Treatment options for BSN are generally similar to those applied in unilateral disease management; based on multidisciplinary approach and risk stratification treatment strategy except for surgery. Aggressive surgical approach is might not be recommended due to low incidence of relapse in most of cases and to try minimizing the risk of adrenal failure following bilateral adrenalectomy [6].

The main goal of surgery in patients with NB should target most complete resection of the mass (achieving > 90% resection), preserving surrounding structures [24]. Adrenal sparing surgery on one side has been described with good outcome in BSN. This technique feasibility mostly depends on the presence of some normal-looking adrenal tissue and the chance to preserve at least one vein and one artery [25].

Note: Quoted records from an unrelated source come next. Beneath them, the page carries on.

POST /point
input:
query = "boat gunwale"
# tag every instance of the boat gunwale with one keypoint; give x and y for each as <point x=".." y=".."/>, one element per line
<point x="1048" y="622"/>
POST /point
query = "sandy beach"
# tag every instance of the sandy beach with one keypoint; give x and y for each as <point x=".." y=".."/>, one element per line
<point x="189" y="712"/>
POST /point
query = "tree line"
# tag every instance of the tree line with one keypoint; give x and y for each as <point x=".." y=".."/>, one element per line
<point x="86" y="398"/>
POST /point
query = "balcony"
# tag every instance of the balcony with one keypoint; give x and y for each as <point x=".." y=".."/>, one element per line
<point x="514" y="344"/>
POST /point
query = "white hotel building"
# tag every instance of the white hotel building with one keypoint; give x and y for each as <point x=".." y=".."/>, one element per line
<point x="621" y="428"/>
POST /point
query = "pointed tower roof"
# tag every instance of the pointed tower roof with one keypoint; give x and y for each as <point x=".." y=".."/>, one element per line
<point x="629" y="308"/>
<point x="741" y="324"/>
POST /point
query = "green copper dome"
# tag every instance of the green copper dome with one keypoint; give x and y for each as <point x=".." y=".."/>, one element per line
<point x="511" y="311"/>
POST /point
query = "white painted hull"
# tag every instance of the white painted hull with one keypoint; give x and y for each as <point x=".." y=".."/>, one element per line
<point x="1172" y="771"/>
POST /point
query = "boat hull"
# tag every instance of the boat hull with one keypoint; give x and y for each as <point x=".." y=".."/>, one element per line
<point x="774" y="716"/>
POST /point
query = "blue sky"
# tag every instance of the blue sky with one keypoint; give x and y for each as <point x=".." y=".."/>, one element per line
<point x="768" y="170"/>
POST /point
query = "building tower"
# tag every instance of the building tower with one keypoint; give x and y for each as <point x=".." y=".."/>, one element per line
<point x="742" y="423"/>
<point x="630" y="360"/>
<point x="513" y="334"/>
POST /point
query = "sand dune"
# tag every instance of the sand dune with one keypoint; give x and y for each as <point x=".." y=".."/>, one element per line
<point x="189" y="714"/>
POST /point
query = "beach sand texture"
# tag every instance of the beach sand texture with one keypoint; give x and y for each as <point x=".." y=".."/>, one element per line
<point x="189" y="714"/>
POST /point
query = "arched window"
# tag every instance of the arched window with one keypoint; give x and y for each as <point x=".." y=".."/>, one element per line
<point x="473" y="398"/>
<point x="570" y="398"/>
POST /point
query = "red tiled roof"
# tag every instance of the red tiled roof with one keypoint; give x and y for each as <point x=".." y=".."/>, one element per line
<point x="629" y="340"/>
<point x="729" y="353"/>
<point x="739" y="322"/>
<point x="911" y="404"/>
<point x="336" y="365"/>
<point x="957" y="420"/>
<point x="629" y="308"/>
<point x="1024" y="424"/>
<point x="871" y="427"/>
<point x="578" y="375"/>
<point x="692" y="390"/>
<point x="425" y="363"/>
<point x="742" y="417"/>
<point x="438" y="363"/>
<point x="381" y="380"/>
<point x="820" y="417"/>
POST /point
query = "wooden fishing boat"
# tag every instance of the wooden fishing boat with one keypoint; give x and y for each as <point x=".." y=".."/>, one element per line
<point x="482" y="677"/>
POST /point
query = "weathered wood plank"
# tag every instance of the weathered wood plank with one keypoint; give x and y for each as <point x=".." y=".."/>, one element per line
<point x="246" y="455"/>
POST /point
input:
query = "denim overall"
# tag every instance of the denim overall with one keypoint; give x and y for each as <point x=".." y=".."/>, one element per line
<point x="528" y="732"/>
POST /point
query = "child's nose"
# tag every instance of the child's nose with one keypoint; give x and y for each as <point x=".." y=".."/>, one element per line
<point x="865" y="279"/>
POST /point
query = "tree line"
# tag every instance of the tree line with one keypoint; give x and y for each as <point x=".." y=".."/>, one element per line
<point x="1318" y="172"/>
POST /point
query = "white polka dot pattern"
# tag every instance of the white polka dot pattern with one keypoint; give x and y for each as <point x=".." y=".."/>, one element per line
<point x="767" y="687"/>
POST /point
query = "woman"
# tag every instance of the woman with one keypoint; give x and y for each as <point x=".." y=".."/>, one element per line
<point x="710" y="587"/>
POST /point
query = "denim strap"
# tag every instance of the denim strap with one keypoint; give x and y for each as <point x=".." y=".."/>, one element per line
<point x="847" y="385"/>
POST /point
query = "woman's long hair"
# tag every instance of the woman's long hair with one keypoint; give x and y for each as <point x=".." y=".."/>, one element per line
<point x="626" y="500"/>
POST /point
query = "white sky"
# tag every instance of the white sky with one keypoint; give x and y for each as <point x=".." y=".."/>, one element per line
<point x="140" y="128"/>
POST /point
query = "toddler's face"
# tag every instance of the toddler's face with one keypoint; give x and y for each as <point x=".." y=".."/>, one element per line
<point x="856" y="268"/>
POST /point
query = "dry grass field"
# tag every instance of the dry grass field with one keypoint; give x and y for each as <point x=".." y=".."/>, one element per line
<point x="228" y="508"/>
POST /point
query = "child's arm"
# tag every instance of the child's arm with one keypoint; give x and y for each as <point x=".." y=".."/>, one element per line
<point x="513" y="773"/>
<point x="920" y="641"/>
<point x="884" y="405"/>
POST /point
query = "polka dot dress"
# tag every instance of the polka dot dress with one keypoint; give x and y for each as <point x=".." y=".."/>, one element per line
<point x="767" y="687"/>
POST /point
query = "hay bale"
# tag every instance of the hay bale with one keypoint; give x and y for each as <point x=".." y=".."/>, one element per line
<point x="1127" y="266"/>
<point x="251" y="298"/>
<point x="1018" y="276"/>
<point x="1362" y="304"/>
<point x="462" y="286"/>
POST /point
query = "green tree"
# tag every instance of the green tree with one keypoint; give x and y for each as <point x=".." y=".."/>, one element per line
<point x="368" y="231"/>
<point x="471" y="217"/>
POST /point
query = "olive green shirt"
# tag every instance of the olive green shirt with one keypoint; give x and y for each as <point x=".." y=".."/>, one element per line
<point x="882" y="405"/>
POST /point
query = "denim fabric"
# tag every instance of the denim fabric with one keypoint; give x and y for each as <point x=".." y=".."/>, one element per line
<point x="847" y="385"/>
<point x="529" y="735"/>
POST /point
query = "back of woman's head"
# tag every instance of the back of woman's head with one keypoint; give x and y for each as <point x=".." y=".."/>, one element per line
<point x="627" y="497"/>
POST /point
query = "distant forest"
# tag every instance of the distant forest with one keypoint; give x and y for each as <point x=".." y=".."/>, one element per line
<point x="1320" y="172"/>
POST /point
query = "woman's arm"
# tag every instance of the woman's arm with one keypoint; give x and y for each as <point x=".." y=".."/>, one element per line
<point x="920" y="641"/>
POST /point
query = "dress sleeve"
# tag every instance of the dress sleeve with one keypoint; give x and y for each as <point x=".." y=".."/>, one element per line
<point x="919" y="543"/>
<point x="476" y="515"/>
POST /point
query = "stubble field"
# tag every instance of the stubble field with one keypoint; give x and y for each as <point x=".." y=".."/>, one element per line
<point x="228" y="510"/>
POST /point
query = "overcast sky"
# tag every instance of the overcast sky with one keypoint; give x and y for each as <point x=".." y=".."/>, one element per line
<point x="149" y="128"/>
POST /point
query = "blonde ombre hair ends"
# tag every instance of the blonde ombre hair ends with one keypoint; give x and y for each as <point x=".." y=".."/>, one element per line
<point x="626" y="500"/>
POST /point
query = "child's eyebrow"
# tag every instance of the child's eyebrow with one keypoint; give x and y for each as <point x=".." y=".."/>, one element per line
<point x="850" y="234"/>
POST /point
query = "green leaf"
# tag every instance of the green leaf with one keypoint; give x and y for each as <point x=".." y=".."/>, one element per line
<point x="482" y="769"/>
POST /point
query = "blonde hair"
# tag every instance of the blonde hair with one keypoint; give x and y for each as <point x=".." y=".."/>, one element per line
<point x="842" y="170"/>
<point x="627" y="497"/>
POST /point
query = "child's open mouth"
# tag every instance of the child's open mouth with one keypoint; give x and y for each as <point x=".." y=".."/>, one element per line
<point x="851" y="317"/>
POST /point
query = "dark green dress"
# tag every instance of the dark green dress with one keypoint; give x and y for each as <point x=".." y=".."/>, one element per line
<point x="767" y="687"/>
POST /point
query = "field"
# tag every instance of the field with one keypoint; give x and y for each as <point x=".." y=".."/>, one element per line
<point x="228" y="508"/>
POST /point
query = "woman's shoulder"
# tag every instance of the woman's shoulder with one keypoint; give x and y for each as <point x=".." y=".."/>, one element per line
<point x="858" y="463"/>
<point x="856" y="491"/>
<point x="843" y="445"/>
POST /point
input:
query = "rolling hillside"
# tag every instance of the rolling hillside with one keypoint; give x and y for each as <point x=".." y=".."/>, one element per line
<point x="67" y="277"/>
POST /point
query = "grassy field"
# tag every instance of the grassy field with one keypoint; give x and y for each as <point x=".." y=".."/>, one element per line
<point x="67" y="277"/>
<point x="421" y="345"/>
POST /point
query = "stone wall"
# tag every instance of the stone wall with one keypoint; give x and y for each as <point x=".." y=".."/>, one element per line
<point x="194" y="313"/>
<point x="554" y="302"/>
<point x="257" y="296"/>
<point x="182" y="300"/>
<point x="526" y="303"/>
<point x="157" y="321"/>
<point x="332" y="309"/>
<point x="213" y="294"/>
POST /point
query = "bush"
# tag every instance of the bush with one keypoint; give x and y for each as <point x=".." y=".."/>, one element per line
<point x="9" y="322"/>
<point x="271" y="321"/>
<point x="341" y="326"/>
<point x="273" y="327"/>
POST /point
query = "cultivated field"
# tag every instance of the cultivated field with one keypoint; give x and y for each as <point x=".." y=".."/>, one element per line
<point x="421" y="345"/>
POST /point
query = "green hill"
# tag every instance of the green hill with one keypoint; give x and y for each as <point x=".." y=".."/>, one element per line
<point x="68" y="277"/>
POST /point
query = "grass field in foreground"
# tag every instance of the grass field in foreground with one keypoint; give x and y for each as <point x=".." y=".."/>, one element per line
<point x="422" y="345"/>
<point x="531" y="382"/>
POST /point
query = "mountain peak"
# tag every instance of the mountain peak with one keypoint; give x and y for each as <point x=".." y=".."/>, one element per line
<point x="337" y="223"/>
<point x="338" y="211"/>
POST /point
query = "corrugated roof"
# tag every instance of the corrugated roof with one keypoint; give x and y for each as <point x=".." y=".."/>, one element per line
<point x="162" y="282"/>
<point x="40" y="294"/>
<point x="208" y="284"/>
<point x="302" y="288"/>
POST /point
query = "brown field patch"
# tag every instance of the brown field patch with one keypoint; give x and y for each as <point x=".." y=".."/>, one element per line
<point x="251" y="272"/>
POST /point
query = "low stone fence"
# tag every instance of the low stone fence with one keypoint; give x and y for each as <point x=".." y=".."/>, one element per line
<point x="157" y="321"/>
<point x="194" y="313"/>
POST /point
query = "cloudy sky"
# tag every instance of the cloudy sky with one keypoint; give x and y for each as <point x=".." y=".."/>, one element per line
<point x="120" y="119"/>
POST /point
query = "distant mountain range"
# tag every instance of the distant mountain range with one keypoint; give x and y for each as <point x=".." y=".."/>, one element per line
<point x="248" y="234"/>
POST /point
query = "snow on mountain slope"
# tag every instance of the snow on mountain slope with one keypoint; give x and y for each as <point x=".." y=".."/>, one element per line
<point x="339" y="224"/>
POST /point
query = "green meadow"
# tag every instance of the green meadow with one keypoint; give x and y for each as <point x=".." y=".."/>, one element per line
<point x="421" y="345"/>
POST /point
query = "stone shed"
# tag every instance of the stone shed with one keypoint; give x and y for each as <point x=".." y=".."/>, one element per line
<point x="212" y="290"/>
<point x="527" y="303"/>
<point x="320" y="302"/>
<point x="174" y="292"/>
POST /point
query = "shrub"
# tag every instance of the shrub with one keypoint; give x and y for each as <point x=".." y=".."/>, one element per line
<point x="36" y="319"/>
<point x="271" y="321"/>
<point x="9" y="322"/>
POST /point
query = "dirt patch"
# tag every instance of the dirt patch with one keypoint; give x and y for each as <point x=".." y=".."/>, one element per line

Size of the primary adrenal tumor at presentation and the difference between both right and left sides was investigated in this cohort. Interestingly, tumors with ≥ 5 cm difference of maximum diameter between two sides carried poorer prognosis compared to others. This unprecedented finding could be included in future studies as one of potential prognostic indicators that worth further investigation.

5 Conclusion

Bilateral suprarenal neuroblastoma is a rare presentation mostly occurring in infancy, its treatment is similar to unilateral disease. More conservative surgical approach with adrenal tissue preservation on less extensive side should be considered whenever feasible. Similar to unilateral disease, biological variables and extent of disease at presentation are amongst the most important prognostic determinants with currently no specific or unique underlying variables confirmed to be peculiar to BSN. Future studies are warranted to further address biologic profiling of BSN and highlight the prognostic significance of size difference between tumors on both adrenal sides.